When I say “story,” don’t start thinking about a lot of dialogue and plotting. Almost everything happens as an illustration to a Beatles song. The arrangements are sometimes familiar, sometimes radically altered, and the voices are all new; the actors either sing or sync, and often they find a mood in a song that we never knew was there before. The director has been a generously inventive choreographer, such as in a basic-training scene where all the drill sergeants look like G.I. Joe; a sequence where inductees in Jockey shorts carry the Statue of Liberty through a Vietnam field, and cross-cutting between dancing to Beatles clone bands at an American high school prom and in a Liverpool dive bar. There are underwater sequences which approach ballet, a stage performance that turns into musical warfare, strawberries that bleed, rooftop concerts and a montage combining crashing waves with the Detroit riots.
The song “I Want You,” for instance, is punctuated by an Uncle Sam poster that comes to animated life. The artist’s canvas for “Strawberry Fields Forever” includes bushels of bleeding fruit. In fact, i would call that song a visceral peak: with “Strawberry Fields Forever.” In this gorgeous production number, an artwork by Jude in which rows of bleeding strawberries are pinned to a white surface transmutes into a hallucination of strawberry bombs raining over Southeast Asia. Then the artist, in an anguished frenzy, begins smashing strawberries on the walls and floors and destroys his work.
When Prudence sings “I Want to Hold Your Hand,” for example, I realized how wrong I was to ever think that was a happy song. It’s not happy if it’s a hand you are never, never, never going to hold.
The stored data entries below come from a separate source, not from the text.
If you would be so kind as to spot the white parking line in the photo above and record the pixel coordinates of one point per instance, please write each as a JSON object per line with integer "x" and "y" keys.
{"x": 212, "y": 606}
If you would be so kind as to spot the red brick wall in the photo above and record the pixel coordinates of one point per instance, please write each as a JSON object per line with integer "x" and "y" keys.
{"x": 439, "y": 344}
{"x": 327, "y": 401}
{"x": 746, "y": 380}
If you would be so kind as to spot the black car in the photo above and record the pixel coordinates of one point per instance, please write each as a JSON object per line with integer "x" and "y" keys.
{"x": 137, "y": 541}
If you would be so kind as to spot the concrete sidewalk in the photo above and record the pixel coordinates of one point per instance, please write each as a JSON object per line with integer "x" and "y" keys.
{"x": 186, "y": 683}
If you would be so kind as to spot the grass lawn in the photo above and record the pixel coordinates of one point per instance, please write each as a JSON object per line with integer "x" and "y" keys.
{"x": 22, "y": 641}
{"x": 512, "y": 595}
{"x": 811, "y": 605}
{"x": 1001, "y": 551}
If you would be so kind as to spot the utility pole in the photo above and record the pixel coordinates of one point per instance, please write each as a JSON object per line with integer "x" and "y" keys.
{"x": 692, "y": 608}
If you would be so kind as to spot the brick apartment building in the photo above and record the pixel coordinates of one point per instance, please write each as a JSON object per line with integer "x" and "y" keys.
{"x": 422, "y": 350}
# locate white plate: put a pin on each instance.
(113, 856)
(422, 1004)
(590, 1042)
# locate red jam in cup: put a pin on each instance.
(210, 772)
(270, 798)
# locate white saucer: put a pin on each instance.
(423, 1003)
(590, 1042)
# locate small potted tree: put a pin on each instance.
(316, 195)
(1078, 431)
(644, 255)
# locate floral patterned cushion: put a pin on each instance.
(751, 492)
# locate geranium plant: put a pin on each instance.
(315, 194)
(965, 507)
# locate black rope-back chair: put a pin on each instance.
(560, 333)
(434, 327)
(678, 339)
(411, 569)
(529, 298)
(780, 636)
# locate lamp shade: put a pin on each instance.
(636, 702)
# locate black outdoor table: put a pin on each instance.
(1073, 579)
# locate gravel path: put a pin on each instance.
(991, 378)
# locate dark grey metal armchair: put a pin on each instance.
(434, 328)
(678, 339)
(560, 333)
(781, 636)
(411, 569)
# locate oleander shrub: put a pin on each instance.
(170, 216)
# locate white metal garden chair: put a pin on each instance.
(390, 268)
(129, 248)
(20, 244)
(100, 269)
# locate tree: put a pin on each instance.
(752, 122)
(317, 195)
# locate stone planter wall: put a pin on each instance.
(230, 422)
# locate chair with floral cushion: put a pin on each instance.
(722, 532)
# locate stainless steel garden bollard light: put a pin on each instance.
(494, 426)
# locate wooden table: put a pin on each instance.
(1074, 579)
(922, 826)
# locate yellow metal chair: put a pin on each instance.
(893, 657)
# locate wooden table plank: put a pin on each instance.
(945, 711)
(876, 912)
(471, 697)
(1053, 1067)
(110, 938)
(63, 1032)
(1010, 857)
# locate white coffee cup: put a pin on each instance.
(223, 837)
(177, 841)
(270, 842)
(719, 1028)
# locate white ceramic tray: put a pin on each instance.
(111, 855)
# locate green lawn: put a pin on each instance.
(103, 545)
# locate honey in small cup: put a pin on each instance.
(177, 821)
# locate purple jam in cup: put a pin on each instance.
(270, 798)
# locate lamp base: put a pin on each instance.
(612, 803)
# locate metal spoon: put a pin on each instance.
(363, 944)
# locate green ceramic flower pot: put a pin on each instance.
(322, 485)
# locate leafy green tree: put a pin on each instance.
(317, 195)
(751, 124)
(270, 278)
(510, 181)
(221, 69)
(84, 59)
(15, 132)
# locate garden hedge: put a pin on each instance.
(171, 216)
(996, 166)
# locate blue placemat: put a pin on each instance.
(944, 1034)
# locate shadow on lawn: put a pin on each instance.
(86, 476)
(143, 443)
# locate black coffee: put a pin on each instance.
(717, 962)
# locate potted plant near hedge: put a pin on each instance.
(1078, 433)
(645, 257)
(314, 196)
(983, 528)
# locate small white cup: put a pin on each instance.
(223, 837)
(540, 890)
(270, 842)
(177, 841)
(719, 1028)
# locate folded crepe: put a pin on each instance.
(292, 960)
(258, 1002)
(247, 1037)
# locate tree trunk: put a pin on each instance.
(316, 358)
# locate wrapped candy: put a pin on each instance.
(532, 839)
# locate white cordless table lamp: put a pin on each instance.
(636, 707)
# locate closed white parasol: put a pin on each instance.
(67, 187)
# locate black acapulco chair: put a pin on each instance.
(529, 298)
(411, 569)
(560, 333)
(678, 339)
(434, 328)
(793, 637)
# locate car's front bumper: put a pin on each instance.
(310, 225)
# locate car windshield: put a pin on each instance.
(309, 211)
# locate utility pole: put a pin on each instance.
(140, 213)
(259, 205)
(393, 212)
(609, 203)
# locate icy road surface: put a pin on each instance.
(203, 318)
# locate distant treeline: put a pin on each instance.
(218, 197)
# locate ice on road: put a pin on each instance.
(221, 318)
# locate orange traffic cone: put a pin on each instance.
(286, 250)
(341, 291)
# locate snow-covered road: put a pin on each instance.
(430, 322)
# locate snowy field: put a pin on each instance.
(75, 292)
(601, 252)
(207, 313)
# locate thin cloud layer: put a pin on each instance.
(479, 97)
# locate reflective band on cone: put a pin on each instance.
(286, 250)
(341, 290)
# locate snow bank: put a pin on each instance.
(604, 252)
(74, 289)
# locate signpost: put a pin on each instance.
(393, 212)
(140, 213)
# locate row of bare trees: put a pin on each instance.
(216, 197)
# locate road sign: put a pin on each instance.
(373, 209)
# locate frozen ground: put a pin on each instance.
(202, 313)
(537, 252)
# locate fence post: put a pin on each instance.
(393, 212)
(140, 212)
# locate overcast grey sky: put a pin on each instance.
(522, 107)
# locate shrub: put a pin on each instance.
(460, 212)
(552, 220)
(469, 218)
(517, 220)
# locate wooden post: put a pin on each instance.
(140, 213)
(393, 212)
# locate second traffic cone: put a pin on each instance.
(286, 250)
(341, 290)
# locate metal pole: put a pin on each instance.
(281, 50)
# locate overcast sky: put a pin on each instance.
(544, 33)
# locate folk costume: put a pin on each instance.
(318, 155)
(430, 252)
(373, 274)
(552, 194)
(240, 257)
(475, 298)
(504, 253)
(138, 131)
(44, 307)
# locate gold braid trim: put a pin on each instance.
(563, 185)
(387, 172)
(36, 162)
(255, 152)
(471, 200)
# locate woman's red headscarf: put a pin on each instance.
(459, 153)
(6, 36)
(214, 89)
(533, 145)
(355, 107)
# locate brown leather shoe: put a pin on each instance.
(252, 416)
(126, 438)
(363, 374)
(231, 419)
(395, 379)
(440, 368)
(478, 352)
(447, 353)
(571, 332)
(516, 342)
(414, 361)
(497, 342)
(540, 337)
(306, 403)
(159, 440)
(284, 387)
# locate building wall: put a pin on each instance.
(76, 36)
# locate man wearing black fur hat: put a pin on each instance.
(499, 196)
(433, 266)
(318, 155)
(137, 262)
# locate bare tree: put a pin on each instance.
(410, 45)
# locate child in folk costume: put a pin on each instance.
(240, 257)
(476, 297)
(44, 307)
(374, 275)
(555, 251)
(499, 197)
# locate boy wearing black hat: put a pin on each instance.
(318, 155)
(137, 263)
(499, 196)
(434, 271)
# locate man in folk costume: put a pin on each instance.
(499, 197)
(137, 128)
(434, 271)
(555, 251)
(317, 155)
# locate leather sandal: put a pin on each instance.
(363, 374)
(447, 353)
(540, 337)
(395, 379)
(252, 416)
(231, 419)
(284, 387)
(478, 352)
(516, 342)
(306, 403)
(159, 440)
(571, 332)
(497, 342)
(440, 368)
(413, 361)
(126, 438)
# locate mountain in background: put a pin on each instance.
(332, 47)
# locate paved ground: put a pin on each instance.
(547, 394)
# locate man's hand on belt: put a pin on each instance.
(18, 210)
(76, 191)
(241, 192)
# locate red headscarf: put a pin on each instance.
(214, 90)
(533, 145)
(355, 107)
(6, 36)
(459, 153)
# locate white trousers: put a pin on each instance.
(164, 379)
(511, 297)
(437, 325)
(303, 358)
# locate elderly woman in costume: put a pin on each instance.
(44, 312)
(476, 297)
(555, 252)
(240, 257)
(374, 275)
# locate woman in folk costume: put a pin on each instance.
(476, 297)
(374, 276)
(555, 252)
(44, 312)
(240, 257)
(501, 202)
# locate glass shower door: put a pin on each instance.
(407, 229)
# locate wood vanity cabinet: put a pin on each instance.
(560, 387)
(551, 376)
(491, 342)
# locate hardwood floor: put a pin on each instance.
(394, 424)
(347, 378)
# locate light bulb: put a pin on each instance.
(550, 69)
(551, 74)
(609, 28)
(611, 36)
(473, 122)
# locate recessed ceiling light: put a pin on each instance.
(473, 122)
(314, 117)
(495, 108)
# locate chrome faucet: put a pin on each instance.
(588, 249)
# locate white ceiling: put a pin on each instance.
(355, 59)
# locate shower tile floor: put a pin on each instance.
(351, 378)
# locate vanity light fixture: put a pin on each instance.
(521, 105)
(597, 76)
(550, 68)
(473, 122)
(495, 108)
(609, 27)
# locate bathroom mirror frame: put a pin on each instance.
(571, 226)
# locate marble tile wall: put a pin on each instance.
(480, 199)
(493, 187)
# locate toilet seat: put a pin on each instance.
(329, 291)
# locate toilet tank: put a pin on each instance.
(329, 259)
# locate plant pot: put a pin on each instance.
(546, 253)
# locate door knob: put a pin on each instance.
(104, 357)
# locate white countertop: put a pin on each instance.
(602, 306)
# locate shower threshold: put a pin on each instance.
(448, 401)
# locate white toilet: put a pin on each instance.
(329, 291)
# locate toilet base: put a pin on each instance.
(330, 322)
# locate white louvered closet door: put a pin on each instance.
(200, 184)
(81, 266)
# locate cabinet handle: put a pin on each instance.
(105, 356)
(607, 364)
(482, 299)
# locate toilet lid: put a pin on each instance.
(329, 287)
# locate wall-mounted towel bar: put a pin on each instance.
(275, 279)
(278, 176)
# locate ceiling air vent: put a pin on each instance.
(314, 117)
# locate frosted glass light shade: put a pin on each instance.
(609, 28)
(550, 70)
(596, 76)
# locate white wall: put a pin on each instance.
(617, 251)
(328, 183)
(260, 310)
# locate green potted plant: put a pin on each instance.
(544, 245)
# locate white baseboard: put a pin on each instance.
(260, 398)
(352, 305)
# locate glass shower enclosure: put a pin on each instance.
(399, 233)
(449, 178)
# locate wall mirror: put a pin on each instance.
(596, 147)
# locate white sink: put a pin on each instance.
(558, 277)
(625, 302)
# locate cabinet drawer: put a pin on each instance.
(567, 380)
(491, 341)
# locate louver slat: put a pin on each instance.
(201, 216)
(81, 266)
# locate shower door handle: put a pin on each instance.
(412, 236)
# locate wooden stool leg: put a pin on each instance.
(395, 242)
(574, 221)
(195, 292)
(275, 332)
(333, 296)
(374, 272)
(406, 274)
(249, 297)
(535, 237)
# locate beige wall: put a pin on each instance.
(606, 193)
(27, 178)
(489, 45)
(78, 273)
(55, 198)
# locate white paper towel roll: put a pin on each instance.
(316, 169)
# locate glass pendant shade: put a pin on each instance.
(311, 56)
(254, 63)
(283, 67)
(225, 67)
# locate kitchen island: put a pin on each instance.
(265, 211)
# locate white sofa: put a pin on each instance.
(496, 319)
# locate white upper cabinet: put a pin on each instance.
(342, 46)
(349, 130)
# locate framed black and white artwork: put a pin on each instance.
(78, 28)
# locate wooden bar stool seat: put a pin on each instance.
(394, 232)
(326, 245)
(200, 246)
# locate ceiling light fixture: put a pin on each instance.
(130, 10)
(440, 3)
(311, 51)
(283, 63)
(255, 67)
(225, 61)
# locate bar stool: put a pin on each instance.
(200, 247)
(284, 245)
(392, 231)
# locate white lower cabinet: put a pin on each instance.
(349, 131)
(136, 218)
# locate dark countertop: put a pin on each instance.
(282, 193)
The love that dare not express its name turns in sadness to song.
There’s a lot of joy in Jim Sturgess’ performance of “I’ve Just Seen a Face” after he meets Lucy for the first time, and the raucous rendition of “With a Little Help From My Friends” is one of the film’s more entertaining moments and proves that there’s still some value in the original Ringo Starr performance, even with Joe Cocker’s version standing as its superior. On the other end of the emotional spectrum, the stirring gospel arrangement of “Let It Be” is also one of the most beautiful and heartrending Beatles covers you will ever hear.
About halfway through the film, even as the musical numbers get weirder and more visually splendid, the story starts to lose its way. Quite frankly, though, the stories aren’t what matter. Across the Universe could have been a better film, but it’s pretty stunning as it is, and opens up new vistas of the imagination in the way that youth and rock and roll themselves have been known to do. Much more than pure baby boomer nostalgia, Across the Universe tickles a nerve for anyone willing to let aesthetics and genuine emotion sweep them away.
Ultimately, Universe‘s saving grace is its reckless energy and Taymor’s typically gorgeous imagery, whether she’s filming a straight-up dance sequence to “With A Little Help From My Friends” or a trippy surrealist nightmare in which the Army processes Anderson to “I Want You.” The film wavers between exhilarating and gimmicky, and the cast’s interpretations of the Beatles catalog vary between passionate and rote, but Across The Universe is consistent in one aspect: Its crazed ambition. When it falls, it falls far, but at least that means it’s reaching high
These songs are now more than 50 years old, some of them, and are timeless, and hearing these unexpected talents singing them (yes, and Bono, Izzard and Cocker, too) only underlines their astonishing quality.this is a movie that fires its songs like flowers at the way we live now. It’s the kind of movie you watch again, like listening to a favorite album. The ultimate high comes when the ending scene of the movie reflects the last Beatles rooftop concert at Saville Row. When the movie shows the same thing, it kind of gives it even more satisfaction to the Beatles enthusiasts.